Yelchin, esquelético, chupado y con cara de ir puesto de algo, interpreta a un joven un tanto solitario que vive en Oporto. Su vida es rutinaria y aburrida, pero de repente, Mati (interpretada por Lucie Lucas) llega a su vida como un rayo de luz, vital e incandescente. Entre los dos surge una conexión instantánea que puede (o no) desbarajustar sus vidas.
«Porto» no es una película de trato fácil. Editada a modo de puzzle, debemos intuir dónde va cada escena que se nos presenta para elaborar la imagen final. Las frases y los planos se repiten, los ropajes cambian a placer e incluso la «supuesta» edad que tienen los personajes parece ir variando. En un inicio, «Porto» parece una película sostenida en el tiempo; una historia de amor hecha a pedazos, que no tiene principio ni final, que simplemente es. Sólo al terminar la película somos capaces de ver cómo ha ido realmente el encuentro entre las dos almas. Re-colocaremos las piezas en nuestra cabeza pero nunca sabremos con certeza porque se separaron, porque no pudieron seguir juntas.
Entre las palabras de «Porto» se intuye que Klinger ha escrito la historia de amor (o encuentro sexual o como queramos llamarlo), desde un lugar muy oculto de su corazón, pero el dispositivo con que la cuenta es tan artificial, que resta verdad al conjunto. No sabemos si es por la moda hipster o por querer imitar a sus referentes (Jim Jarmusch, que es productor de la cinta; o Howard Brookner, entre otros), que el cineasta opta por el 35mm sucio y por los encuadres «bonitos», o «interesantes». Todo parece tan preparado en rodaje (y montaje) que le sale el tiro por la culata.

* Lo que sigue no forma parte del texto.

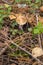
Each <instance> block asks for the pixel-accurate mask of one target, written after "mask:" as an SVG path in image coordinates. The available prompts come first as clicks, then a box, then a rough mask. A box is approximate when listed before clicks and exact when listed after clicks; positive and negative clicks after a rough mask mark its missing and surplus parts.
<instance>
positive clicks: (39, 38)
mask: <svg viewBox="0 0 43 65" xmlns="http://www.w3.org/2000/svg"><path fill="white" fill-rule="evenodd" d="M36 21H37V24H38V13H36ZM38 40H39V46H40V48H42V44H41V38H40V34H38Z"/></svg>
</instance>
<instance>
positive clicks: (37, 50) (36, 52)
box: [32, 47, 43, 57]
mask: <svg viewBox="0 0 43 65" xmlns="http://www.w3.org/2000/svg"><path fill="white" fill-rule="evenodd" d="M32 55H33V56H34V57H39V56H41V55H43V50H42V49H41V48H40V47H35V48H33V49H32Z"/></svg>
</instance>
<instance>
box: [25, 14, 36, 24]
mask: <svg viewBox="0 0 43 65" xmlns="http://www.w3.org/2000/svg"><path fill="white" fill-rule="evenodd" d="M26 17H27V22H28V23H29V24H31V25H32V23H33V25H36V21H35V15H34V14H28V15H27V16H26Z"/></svg>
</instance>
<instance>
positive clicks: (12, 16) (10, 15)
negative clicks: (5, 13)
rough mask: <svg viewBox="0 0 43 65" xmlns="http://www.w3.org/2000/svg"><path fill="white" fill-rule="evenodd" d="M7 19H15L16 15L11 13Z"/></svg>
mask: <svg viewBox="0 0 43 65" xmlns="http://www.w3.org/2000/svg"><path fill="white" fill-rule="evenodd" d="M9 18H10V20H13V19H16V15H15V14H14V13H13V12H11V14H10V15H9Z"/></svg>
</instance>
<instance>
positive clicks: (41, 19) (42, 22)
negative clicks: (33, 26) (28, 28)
mask: <svg viewBox="0 0 43 65" xmlns="http://www.w3.org/2000/svg"><path fill="white" fill-rule="evenodd" d="M39 21H40V22H41V23H42V24H43V17H41V16H39Z"/></svg>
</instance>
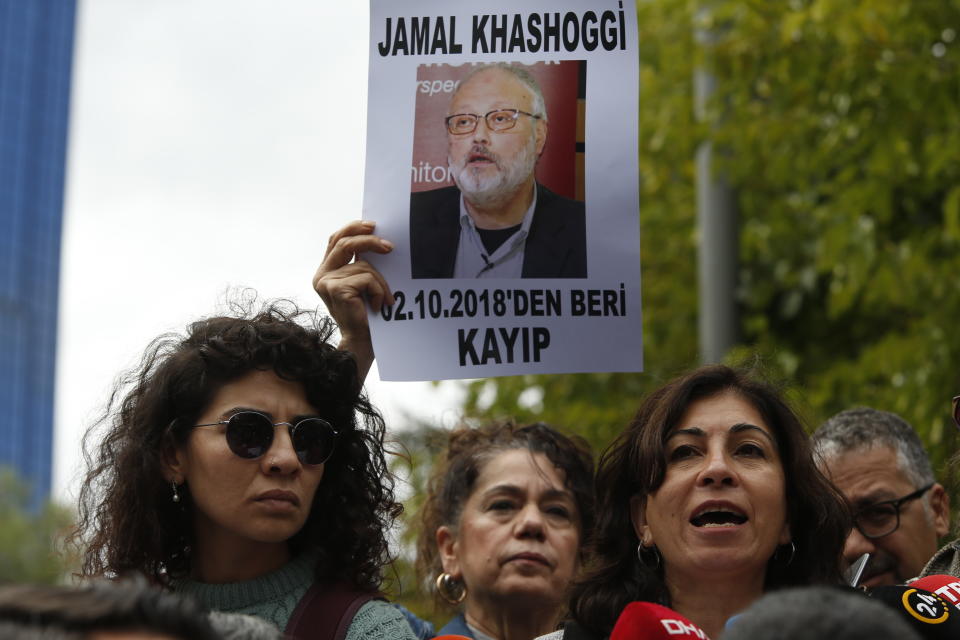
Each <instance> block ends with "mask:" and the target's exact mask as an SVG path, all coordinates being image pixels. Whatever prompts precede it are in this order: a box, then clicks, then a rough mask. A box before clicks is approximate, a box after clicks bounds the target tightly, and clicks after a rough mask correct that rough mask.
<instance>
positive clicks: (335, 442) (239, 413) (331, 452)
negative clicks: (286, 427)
mask: <svg viewBox="0 0 960 640" xmlns="http://www.w3.org/2000/svg"><path fill="white" fill-rule="evenodd" d="M219 425H227V430H226V436H227V446H229V447H230V451H232V452H233V453H234V454H236V455H237V456H239V457H241V458H244V459H246V460H252V459H254V458H259V457H260V456H262V455H263V454H265V453H266V452H267V451H268V450H269V449H270V445H271V443H273V430H274V428H276V427H279V426H280V425H287V427H288V428H289V429H290V440H291V442H293V450H294V451H295V452H296V453H297V458H299V459H300V462H302V463H303V464H323V463H324V462H326V461H327V460H329V459H330V456H331V455H333V449H334V447H335V446H336V444H337V436H338V435H339V434H338V432H337V430H336V429H334V428H333V425H332V424H330V423H329V422H327V421H326V420H324V419H323V418H304V419H303V420H300V421H298V422H297V423H296V424H291V423H289V422H272V421H271V420H270V418H268V417H267V416H265V415H264V414H262V413H259V412H257V411H238V412H236V413H235V414H233V415H232V416H230V417H229V418H227V419H226V420H221V421H219V422H208V423H206V424H195V425H193V426H194V427H216V426H219Z"/></svg>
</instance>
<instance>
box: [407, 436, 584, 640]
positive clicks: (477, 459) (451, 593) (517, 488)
mask: <svg viewBox="0 0 960 640" xmlns="http://www.w3.org/2000/svg"><path fill="white" fill-rule="evenodd" d="M593 520H594V509H593V457H592V455H591V454H590V450H589V448H588V447H587V445H586V443H585V442H584V441H582V440H581V439H579V438H571V437H568V436H565V435H563V434H561V433H560V432H559V431H557V430H556V429H554V428H552V427H550V426H547V425H545V424H543V423H535V424H530V425H526V426H517V425H515V424H513V423H511V422H502V423H494V424H489V425H486V426H483V427H478V428H472V427H463V428H460V429H456V430H454V431H453V432H451V434H450V436H449V440H448V446H447V450H446V453H445V456H444V459H443V461H442V462H441V464H440V465H439V467H438V468H437V470H436V471H435V473H434V475H433V477H432V480H431V482H430V485H429V488H428V495H427V499H426V501H425V503H424V506H423V508H422V509H421V514H420V525H421V528H420V537H419V539H418V542H417V552H418V553H417V569H418V574H419V575H420V576H421V578H424V579H425V582H426V583H428V584H430V585H431V587H433V591H434V594H435V596H436V597H437V602H438V603H439V604H441V605H442V606H444V607H445V608H447V609H449V610H452V611H454V612H456V615H455V616H454V618H453V619H452V620H451V621H450V622H449V623H448V624H447V625H446V626H445V627H444V628H443V629H441V630H440V634H441V635H443V634H457V635H461V636H465V637H468V638H477V639H481V638H483V639H495V640H513V639H521V640H529V639H530V638H532V637H534V636H536V635H539V634H541V633H545V632H547V631H550V630H552V629H555V628H556V625H557V623H558V622H559V620H560V619H561V617H562V615H563V613H564V610H565V602H566V598H567V594H568V591H569V587H570V584H571V582H572V580H573V578H574V577H575V575H576V573H577V571H578V569H579V567H580V563H581V560H582V551H583V542H584V540H585V538H586V535H587V533H588V532H589V531H590V529H591V528H592V526H593Z"/></svg>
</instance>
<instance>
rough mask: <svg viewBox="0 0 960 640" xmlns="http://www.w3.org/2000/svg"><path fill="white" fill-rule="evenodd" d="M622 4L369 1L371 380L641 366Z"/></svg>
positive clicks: (588, 2)
mask: <svg viewBox="0 0 960 640" xmlns="http://www.w3.org/2000/svg"><path fill="white" fill-rule="evenodd" d="M637 57H638V49H637V28H636V12H635V6H634V4H633V3H632V2H626V3H624V2H623V1H622V0H564V1H561V0H553V1H550V2H547V1H543V0H540V1H516V0H514V1H511V2H500V1H495V0H493V1H489V2H485V3H465V2H449V1H445V2H439V1H437V0H413V1H407V2H395V1H391V0H371V9H370V76H369V94H368V109H367V152H366V173H365V179H364V200H363V217H364V218H365V219H370V220H374V221H376V222H377V229H376V233H377V234H378V235H380V236H382V237H384V238H386V239H388V240H390V241H391V242H393V244H394V246H395V248H394V250H393V251H392V252H391V253H390V254H387V255H384V256H379V255H378V256H365V257H367V259H369V260H370V261H371V263H373V264H374V266H375V267H376V268H377V269H379V270H380V271H381V273H383V275H384V277H385V278H386V280H387V282H388V283H389V284H390V287H391V290H392V291H393V292H394V295H395V297H396V304H394V305H393V306H392V307H385V308H384V309H383V310H382V312H381V313H378V314H371V318H370V320H371V332H372V337H373V343H374V349H375V352H376V354H377V360H378V363H379V371H380V377H381V379H383V380H438V379H448V378H476V377H487V376H502V375H514V374H524V373H573V372H599V371H640V370H642V368H643V339H642V331H641V301H640V228H639V216H638V211H639V202H638V167H637V101H638V59H637Z"/></svg>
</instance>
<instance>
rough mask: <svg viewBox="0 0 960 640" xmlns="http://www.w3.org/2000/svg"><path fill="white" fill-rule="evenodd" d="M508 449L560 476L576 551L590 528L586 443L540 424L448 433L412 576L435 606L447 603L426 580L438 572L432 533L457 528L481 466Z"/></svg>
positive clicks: (592, 462) (427, 513) (467, 428)
mask: <svg viewBox="0 0 960 640" xmlns="http://www.w3.org/2000/svg"><path fill="white" fill-rule="evenodd" d="M513 449H526V450H527V451H529V452H531V453H542V454H544V455H545V456H546V457H547V459H548V460H550V462H551V463H553V465H554V466H555V467H556V468H557V469H558V470H559V471H562V472H563V479H564V484H565V486H566V488H567V489H569V490H570V492H571V493H573V497H574V501H575V502H576V504H577V512H578V513H579V516H580V522H579V523H578V524H579V529H580V540H581V550H582V549H583V541H584V539H585V538H586V536H587V535H588V533H589V532H590V531H591V530H592V529H593V523H594V518H595V513H594V498H593V455H592V454H591V453H590V446H589V445H588V444H587V443H586V441H585V440H583V439H582V438H580V437H578V436H565V435H563V434H562V433H560V432H559V431H557V430H556V429H554V428H553V427H551V426H549V425H546V424H544V423H542V422H536V423H533V424H529V425H526V426H517V425H515V424H513V423H512V422H509V421H507V422H496V423H493V424H488V425H485V426H482V427H462V428H459V429H456V430H454V431H452V432H451V433H450V436H449V440H448V444H447V451H446V456H445V459H444V460H443V461H442V462H441V464H440V465H439V466H438V468H437V469H436V470H435V471H434V473H433V475H432V477H431V479H430V483H429V485H428V489H427V498H426V500H425V502H424V504H423V507H422V508H421V511H420V536H419V537H418V539H417V574H418V576H419V577H420V578H421V581H422V582H424V583H425V584H429V588H430V590H431V591H433V594H434V597H435V600H436V602H437V603H438V604H449V603H446V601H445V600H443V599H442V598H441V597H438V596H439V594H438V593H437V592H436V590H435V588H434V583H433V580H428V578H432V577H435V576H436V575H437V574H439V572H440V571H442V568H441V563H440V554H439V550H438V549H437V543H436V538H435V534H436V531H437V529H438V528H439V527H441V526H443V525H447V526H450V527H456V526H457V524H458V523H459V521H460V514H461V512H462V510H463V505H464V503H465V502H466V501H467V499H468V498H469V497H470V495H471V494H472V493H473V489H474V484H475V483H476V481H477V478H478V477H479V476H480V473H481V472H482V471H483V468H484V466H485V465H486V464H487V463H488V462H490V460H492V459H493V458H495V457H496V456H497V455H499V454H500V453H503V452H504V451H510V450H513Z"/></svg>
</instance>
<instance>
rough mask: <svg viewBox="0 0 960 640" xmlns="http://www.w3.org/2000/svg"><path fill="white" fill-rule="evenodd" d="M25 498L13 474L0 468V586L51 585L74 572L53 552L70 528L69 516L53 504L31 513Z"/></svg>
mask: <svg viewBox="0 0 960 640" xmlns="http://www.w3.org/2000/svg"><path fill="white" fill-rule="evenodd" d="M29 496H30V491H29V488H28V487H27V486H26V485H25V484H24V483H23V481H22V480H20V479H19V478H18V477H17V475H16V473H14V471H13V470H11V469H7V468H0V584H2V583H4V582H23V583H33V584H55V583H57V582H61V581H62V580H63V579H64V578H65V577H66V575H67V574H68V573H69V572H70V570H71V569H72V568H74V564H75V563H74V562H73V560H72V559H71V558H69V557H68V556H66V555H63V554H62V553H61V552H59V551H58V549H57V548H58V546H59V545H60V543H61V541H62V540H63V538H64V537H65V536H66V534H67V533H68V532H69V530H70V528H71V527H72V526H73V514H72V512H71V511H70V510H69V509H67V508H66V507H63V506H60V505H57V504H55V503H53V502H47V503H46V504H44V505H43V507H42V508H40V509H38V510H35V511H32V510H31V509H30V508H29V507H28V504H29Z"/></svg>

Como «Júlia Ist» hacía con Berlín, también «Porto» muestra la ciudad portuguesa en toda su belleza (y más con el formato de 35mm). Sin embargo, es una de las pocas similitudes entre ambas películas, ya que mientras los personajes de Martín son próximos y viven un presente que compartimos, los de «Porto» son demasiado extremos, introvertidos y poco agradables para el espectador. El romance entre Yelchin y Lucas no despierta la ternura que debería, aunque sí una pasión y rabia espontánea que el director intenta expresar mediante las escenas de sexo y ese montaje desordenado en el que reina el caos.
En su totalidad, podemos decir que «Porto» habita un poco en tierra de nadie y se configura como una pequeña cinta, anecdótica y con melancolítis crónica por el cine underground de los años 80 made in USA, que pocos recordarán. Sólo el enfermizo y delgado rostro del malogrado Yelchin se grabará en nuestra retira para siempre.